When travelling I would of course always recommend to use local currencies. Anything else would usually be very expensive and sometimes it could be considered directly offensive. Still, when travelling on remote places I always carry some dollars. It’s not the cheapest way to get around, but if your backpack and your passport and your camera and your wallet has just been stolen and the only thing you need is to get to a big city and an embassy, the 100 dollars you have hidden under your belt will usually do the trick. It doesn’t even have to be that dramatic. Some dollar bills has helped me out of simple conflicts on small islands in Indonesia and in the jungle in Malaysia. As mentioned, local currencies help, but when travelling through many countries it’s nice to have something that might work in all of them.

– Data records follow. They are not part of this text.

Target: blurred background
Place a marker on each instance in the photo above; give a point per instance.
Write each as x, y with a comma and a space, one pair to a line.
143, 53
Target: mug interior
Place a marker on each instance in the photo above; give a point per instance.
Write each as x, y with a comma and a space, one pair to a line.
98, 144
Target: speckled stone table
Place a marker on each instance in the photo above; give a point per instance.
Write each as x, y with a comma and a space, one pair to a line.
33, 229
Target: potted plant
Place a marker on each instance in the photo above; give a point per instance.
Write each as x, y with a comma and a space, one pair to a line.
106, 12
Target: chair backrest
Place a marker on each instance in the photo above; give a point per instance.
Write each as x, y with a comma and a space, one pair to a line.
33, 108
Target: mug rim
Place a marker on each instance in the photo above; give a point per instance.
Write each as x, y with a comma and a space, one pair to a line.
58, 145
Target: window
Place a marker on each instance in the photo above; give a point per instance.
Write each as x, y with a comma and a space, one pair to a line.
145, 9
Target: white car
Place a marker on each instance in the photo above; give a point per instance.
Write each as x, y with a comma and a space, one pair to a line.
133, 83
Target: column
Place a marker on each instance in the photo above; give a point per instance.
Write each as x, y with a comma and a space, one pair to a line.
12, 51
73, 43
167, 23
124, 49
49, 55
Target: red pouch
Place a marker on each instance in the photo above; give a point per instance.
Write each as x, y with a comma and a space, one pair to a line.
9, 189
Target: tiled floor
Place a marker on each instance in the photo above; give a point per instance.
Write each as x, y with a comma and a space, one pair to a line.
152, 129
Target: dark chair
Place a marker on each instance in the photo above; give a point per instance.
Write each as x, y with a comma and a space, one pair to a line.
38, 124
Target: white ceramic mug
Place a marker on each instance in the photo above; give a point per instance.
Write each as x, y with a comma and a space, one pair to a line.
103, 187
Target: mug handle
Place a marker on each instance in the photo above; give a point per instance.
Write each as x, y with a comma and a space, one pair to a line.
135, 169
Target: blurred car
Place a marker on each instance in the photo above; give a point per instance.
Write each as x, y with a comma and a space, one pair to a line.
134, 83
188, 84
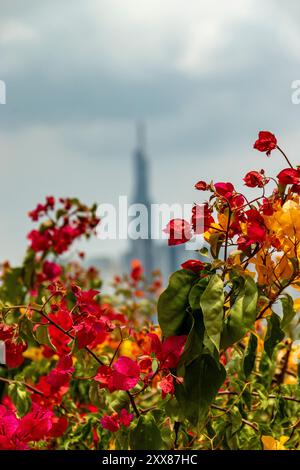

Anyway, I find it strange that this very commonly used currency has such a horribly bad usability:

1. All the bills are the same size
2. All the bills are the same colour

How does blind people pay with dollar bills? I found this solution on blindness.org:

Dollar bills

Coins such as nickels, pennies, dimes, and quarters are easy to tell apart. They all are different sizes, and quarters and dimes have ridges around them, while pennies and nickels are smooth. There are many ways that paper money-like one, five, ten, or twenty dollar bills-can be identified. Some blind people like to keep different bills in separate places in their wallets, especially if it is a larger bill that they perhaps do not often carry with them. The most common way to tell paper money apart is to fold the bills in different ways. Each person will have his or her own way of folding them; there is no standard for everyone. Maybe a five dollar bill is folded in half the long way, and a ten dollar bill is folded in half the short way. Or maybe the ten is folded twice. A one dollar bill might be folded one way or not folded at all. Or maybe a twenty dollar bill is folded in fourths or not at all. Everyone uses his or her own methods. When we get money back from someone else, we ask which bill is which and then fold it.

What’s wrong with different sizes on the different bills?

I have spent my fair amount of time in the US and at some point on each trip I am about to pay with the wrong bill. Something like a 10 dollar instead of a 1 or the other way around. Or even worse, 50 instead of 5… It’s dark, you have been drinking, you’re in a pub. You start paying 10 dollars for each beer. If you’re in Norway that’s perfectly normal, but not in a cheap bar in Las Vegas… (Yes, in hip clubs in Oslo a beer sets you back about 10 dollars, but that’s another story).

What’s wrong with different colours on the different bills?

Beats me. I know that a country’s currency is an important part of the culture. And in the US maybe more than in any other country. Is that the reason why it is impossible to change the dollar bills into something more user friendly?